A. Valproic acid by itself (P<0.005 compared to non treated cells) and with RA (p<0.005 compared to RA treated cells) augments integrin receptor CD11b (24h post treatment). Flow cytometric assay of live cells was performed setting the logical gate to exclude 95% of the untreated cells. Valproic acid by itself blunts Oct4 expression at a level comparable to RA –downregulated Oct4 levels (as shown 48h post-treatment), both in the wild type (panel B) and AhR overexpressors (panel C). The results of flow cytometric analysis of paraformaldehyde fixed cells are expressed as mean fluorescence of the entire population.
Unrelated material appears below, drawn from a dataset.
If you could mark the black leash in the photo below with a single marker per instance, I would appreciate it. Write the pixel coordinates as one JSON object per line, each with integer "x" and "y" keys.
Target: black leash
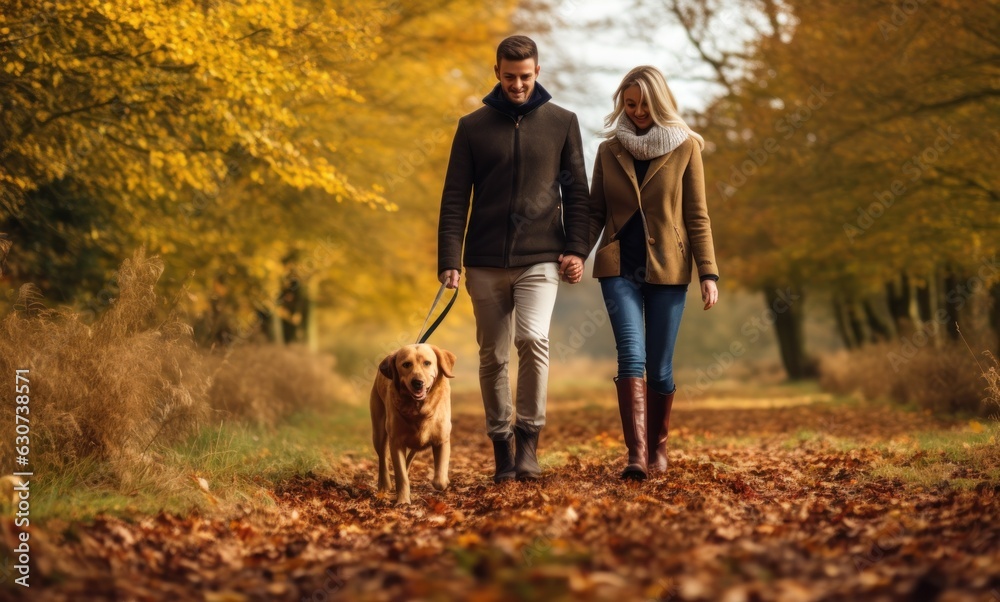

Figure 5. Oct4 is instrumental in propelling differentiation

A. confirms Oct4 downregulation in Oct4 knockdown cells. The results of flow cytometric analysis of paraformaldehyde fixed cells are expressed as mean fluorescence of the entire population. B. 6 h after RA treatment a significantly greater number of cells (P<0.05) expressed CD38. C. Oxidative metabolism is enhanced in Oct4 knockdowns (p= 0.03). Flow cytometric assay of live cells was performed setting the logical gate to exclude 95% of the untreated cells (B. and C.) D. Oct4 downregulation increases the percentage of cells in G0 -with no treatment p =0.01 (c vs. d) or with RA treatment p=0.015 (a vs. b) at 48h. In RA treated cells, S is significantly lower in Oct4 knockdowns. (flow cytometry of PI labeled nuclei).

Figure 6. RA resistant cells

had low levels of AhR and RA treatment did not upregulate AhR (A), did not change the CD38 at 24h (B) and CD11b at 72h (C) levels, neither the cell cycle phase distribution (D) and present higher nuclear Oct4 basal levels than wild type cells (E) (flow cytometry).